In this How-To we use an example to show you how to keep private and business apps and contacts separated on iOS-devices.
Regardless of which enrollment method you use, you can maintain the separation of private apps and those for business use on iOS devices. The aim is to prevent the exchange of data between these apps. The exchange of business contact data with private apps (and vice versa) should also be prevented. In this How-To, we want to show you how to achieve this goal by creating and distributing a policy and a profile.
You can use a policy to prevent the exchange of data between apps that the user has personally loaded onto the device and apps that you have assigned to them. The settings you need to make in the Cortado management console are described in detail here. When you register for the free test phase of Cortado MDM, the relevant policy (DGVO iOS) is already preloaded and can be immediately assigned to your users.
To maintain the separation of private and business contacts from each other, it’s necessary to create and assign an Exchange profile. How to create such a profile is described in detail here. Following assignment of the profile, the native Contacts, Mail and Calendar apps will be automatically configured with the Exchange data.

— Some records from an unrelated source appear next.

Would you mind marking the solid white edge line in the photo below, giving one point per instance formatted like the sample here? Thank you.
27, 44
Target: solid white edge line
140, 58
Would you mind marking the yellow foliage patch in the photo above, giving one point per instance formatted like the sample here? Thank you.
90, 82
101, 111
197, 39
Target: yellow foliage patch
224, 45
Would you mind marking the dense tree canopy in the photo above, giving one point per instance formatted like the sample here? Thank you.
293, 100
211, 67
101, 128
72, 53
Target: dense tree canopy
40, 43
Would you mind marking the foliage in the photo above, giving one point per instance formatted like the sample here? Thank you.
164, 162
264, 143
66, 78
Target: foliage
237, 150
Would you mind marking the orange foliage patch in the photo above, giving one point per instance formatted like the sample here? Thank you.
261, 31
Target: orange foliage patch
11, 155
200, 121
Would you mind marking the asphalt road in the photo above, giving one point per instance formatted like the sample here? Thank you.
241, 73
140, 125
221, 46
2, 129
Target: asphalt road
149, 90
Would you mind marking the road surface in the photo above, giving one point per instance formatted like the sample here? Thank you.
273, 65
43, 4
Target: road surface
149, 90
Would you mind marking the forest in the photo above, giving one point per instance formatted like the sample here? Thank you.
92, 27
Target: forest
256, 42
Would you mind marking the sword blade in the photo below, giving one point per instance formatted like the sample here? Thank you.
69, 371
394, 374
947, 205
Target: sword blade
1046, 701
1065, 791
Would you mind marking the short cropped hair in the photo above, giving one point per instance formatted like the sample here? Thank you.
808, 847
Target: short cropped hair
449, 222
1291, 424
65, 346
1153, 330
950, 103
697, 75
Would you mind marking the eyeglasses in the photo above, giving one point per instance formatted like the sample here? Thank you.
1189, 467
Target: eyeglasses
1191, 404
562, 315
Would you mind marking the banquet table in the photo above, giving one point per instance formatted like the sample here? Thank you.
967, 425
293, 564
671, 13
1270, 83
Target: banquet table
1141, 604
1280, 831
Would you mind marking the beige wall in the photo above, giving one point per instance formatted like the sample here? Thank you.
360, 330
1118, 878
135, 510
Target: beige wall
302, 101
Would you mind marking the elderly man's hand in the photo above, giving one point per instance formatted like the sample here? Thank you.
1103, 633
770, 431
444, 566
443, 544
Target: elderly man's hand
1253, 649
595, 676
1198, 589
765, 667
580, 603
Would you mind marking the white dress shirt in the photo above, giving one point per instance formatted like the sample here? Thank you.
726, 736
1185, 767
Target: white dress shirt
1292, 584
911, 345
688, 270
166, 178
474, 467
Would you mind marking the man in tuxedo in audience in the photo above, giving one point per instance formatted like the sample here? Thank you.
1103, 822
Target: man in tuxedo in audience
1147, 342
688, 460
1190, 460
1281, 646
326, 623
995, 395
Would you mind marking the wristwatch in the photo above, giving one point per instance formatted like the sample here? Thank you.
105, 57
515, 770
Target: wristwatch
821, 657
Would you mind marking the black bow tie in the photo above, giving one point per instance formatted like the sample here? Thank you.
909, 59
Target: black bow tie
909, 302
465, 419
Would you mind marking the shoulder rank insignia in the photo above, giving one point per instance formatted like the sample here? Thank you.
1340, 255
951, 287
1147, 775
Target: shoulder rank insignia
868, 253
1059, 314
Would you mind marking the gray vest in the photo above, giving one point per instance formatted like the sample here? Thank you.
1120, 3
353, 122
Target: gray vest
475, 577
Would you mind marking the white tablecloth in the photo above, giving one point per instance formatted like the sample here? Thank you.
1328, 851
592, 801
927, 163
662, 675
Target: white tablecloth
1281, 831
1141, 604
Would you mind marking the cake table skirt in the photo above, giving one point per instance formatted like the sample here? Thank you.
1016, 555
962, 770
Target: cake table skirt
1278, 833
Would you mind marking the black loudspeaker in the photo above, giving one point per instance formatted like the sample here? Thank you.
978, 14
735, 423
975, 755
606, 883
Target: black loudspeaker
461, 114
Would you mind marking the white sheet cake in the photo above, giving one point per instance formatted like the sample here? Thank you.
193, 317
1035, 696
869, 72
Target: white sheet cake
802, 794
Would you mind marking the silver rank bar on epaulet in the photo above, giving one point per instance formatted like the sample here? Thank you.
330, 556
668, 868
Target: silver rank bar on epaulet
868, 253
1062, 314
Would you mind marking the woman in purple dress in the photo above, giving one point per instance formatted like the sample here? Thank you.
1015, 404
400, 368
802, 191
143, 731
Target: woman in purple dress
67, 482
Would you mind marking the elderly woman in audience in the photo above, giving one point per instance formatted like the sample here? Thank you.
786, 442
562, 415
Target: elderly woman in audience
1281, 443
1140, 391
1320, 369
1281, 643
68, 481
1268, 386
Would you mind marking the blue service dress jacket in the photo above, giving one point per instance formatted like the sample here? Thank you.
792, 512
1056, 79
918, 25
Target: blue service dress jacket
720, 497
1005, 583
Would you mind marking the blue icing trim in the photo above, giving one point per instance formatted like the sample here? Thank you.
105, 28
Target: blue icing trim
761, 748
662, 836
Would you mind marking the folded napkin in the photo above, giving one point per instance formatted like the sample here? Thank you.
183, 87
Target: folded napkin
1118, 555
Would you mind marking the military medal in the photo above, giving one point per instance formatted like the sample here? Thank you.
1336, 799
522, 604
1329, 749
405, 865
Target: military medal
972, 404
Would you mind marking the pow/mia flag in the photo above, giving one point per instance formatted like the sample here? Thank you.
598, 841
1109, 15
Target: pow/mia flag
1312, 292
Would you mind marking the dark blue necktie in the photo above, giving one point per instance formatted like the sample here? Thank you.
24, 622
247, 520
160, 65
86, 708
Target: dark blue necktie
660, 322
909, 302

As can be seen in the following illustration, the native Contacts app is divided into groups:
Now private apps only have access to the Gmail and iCloud contacts. Only the business apps have access to the Exchange contacts.
In the following example, only MS Word and MS Excel have access to the email attachments of the Exchange contacts, because the administrator has assigned both those apps to the user. It is emphasised at this point that on iOS devices there is no visible division between the two areas on the device.
Apart from the iOS system apps, apps can be for either business or private use only. On BYOD devices, it is possible that apps that you want to assign for business purposes are already installed on the device. If this should occur, the already installed private app will be assigned to the business area once you have distributed the app via the Cortado management console. This is providing that the user agrees to the procedure being carried out on the device, via a push notification.